The conference did not attract the hoped for thousand participants but only about half that number. Even if the international character was maintained with the presence of teachers from all continents, a greater presence of local teachers would have been all the more desirable. After all, there are more than half a dozen Waldorf schools in the immediate vicinity. They did not, however, feel it necessary to interrupt business as usual for the hundredth anniversary of their ”mother”. Or maybe it was because the subject of The Foundations of Human Experience had already been dealt with repeatedly at large international conferences from Sao Paulo through Bangkok to Dornach, or perhaps that in a major effort half a dozen books had been published on this subject, enough for the next hundred years?
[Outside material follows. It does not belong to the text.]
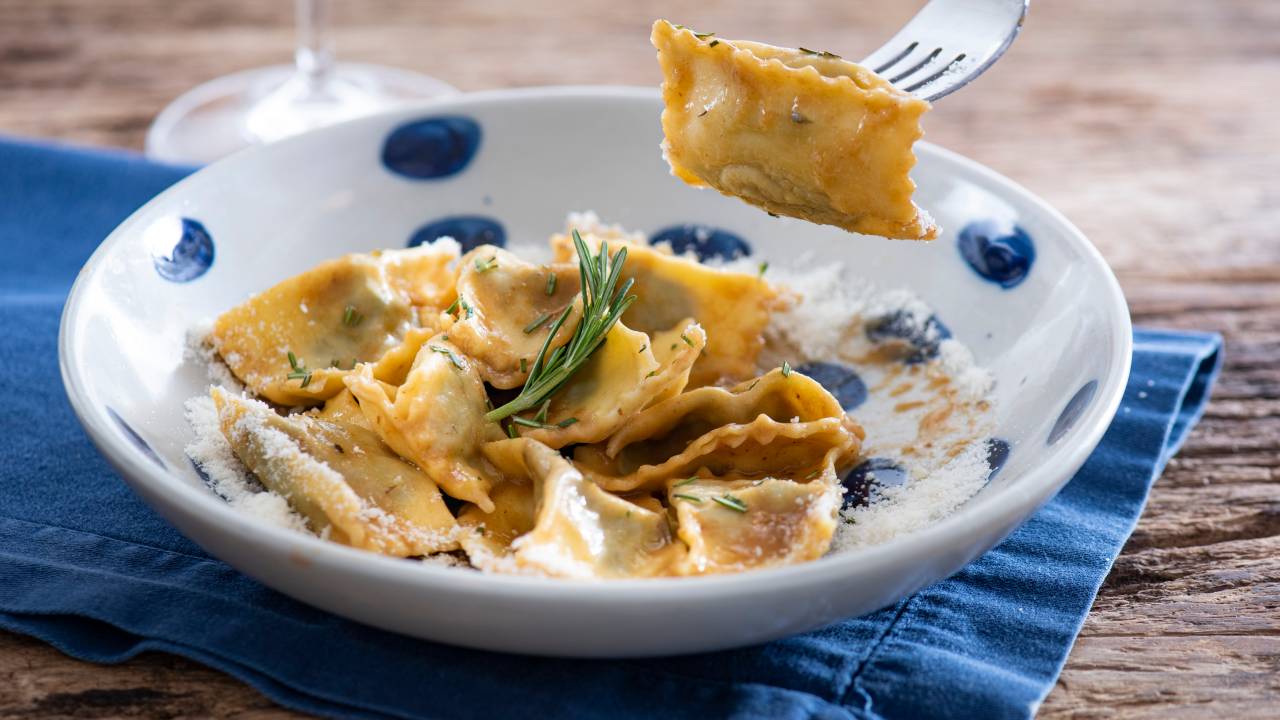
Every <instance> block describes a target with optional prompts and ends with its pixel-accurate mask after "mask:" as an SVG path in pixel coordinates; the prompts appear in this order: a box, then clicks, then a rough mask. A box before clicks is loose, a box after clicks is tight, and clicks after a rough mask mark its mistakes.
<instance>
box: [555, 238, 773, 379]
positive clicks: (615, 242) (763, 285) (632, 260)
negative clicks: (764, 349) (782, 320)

Whatever the case may be: qualitatively the Uhlandshöhe – school and college – can offer something which has always shaped the educational genius loci of this place: a certain closeness to anthroposophy, a touch more of spiritual scientific excellence; in other words, more Steiner – someone from whom, as many newspapers were keen to tell them for the anniversary, they should apparently distance themselves. Fortunately they refuse to do so, even if the outward reality is a building site right now: the upper school building currently under construction, designed by Behnisch Architects, rather restricts the attractiveness of the school grounds for pupils and guests at the moment and places a substantial strain on the school finances. Nevertheless, the lecturers, speakers, workshops and workshop leaders – almost a hundred of them – offered such a variety of subjects that it was difficult to choose.
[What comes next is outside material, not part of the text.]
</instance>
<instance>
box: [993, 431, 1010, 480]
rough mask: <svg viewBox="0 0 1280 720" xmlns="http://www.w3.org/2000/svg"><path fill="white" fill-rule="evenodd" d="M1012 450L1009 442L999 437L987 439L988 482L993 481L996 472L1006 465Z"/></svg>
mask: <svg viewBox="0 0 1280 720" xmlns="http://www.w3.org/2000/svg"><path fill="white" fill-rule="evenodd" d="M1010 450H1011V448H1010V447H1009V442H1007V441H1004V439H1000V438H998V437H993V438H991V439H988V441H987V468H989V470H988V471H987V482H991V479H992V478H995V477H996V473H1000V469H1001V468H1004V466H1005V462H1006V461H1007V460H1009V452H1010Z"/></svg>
To pick out just a few examples: Rita Schumacher (Kassel) dealt with the highly topical subject of education in a time of virtual reality and what separates human beings and machines; Albrecht Schad (Stuttgart) illustrated astonishing parallels between cosmic and ontogenetic development; Michael Zech (Kassel) and Florian Osswald (Dornach) suggested ideas for new upper school models; but it was also possible to carve wooden spoons or artistically decorate posters and house walls. Lastly, there was a preview of the third part (Auf meinem Weg) of Maria Knilli’s special “research project” in which she filmed a Waldorf class throughout its school years (parts one and two: Guten Morgen, liebe Kinder and Eine Brücke zur Welt) (www.forschung-waldorf.de/publikationen/streaming-portal) – a memorable documentation about the profound questions which young people take with them into life at the end of their school days.
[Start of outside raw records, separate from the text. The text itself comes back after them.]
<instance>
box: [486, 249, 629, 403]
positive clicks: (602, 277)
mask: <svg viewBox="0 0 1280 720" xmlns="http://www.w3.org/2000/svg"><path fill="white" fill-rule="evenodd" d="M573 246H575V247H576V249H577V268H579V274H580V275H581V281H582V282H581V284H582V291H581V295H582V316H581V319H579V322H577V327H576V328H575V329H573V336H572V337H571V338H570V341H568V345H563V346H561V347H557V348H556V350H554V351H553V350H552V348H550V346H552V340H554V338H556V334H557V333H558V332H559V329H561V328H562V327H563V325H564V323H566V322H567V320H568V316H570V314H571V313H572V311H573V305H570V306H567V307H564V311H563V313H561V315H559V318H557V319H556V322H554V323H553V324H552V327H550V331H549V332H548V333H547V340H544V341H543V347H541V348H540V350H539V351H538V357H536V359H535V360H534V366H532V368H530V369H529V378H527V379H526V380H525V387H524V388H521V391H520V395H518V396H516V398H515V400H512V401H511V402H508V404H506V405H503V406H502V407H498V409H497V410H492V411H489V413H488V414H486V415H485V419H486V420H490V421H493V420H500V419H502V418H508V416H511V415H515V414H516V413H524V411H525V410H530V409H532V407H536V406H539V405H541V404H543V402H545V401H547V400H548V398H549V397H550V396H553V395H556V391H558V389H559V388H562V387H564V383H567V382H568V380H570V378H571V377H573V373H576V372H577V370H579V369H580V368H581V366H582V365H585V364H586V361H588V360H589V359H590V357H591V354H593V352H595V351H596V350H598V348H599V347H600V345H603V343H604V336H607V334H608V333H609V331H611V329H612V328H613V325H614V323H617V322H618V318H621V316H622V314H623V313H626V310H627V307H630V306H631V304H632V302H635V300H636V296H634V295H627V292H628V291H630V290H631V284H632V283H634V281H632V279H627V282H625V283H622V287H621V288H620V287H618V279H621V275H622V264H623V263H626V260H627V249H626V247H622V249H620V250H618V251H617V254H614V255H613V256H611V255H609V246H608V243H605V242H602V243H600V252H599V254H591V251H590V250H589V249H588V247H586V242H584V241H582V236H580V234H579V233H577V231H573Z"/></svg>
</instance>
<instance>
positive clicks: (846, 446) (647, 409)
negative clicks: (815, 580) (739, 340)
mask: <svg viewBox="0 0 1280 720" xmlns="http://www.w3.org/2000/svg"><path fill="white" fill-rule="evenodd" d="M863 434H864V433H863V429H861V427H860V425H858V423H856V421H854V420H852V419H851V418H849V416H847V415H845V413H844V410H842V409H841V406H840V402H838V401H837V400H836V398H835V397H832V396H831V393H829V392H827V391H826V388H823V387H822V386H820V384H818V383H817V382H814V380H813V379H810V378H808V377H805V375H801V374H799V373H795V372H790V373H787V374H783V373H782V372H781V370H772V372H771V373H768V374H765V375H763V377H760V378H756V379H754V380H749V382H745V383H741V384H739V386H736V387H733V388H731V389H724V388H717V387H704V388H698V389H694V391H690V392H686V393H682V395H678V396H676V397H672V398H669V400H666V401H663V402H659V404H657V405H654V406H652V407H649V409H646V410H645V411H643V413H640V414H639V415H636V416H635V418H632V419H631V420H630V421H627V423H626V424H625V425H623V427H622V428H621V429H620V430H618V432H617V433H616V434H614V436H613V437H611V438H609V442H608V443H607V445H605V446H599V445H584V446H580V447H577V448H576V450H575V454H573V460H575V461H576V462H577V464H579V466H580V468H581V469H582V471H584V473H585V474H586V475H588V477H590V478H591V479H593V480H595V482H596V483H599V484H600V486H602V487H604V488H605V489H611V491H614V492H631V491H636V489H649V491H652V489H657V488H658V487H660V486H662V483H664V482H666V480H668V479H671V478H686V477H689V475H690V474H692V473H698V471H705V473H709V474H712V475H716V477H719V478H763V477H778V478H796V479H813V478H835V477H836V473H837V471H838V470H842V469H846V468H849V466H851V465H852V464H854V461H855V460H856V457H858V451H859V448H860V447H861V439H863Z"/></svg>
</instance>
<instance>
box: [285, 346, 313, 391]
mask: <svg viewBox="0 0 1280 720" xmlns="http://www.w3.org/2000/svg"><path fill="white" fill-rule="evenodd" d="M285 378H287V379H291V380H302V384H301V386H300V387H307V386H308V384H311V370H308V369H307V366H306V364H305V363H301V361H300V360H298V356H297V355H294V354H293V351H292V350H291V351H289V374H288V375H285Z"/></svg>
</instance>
It would be remiss to omit to mention the artistic and cultural events: there was classical (Brahms and Mozart), a one-man show on the four temperaments modelled on Frieder Nögge, eurythmy by the Else Klink Ensemble under the deeply moving title “I want to live” from the Holocaust victim Selma Meerbaum-Eisinger, and lastly the worldbeat pop band RasgaRasga making the Stuttgart hills rock into the night. Back to classical for the conclusion in the Liederhalle concert hall: the Waldorf Philharmonic Orchestra with the soloist Dorothea Stepp, conducted by Patrick Strub, played works by Mendelsohn, Brahms and Dvořák; this musical climax tore the audience of 2000 from their seats for standing ovations.
Altogether a well-rounded Waldorf performance for head, heart and hands which gives rise to the hope that the guiding principles of Waldorf education and the opportunities to shape it developed today will continue to be grasped with courage.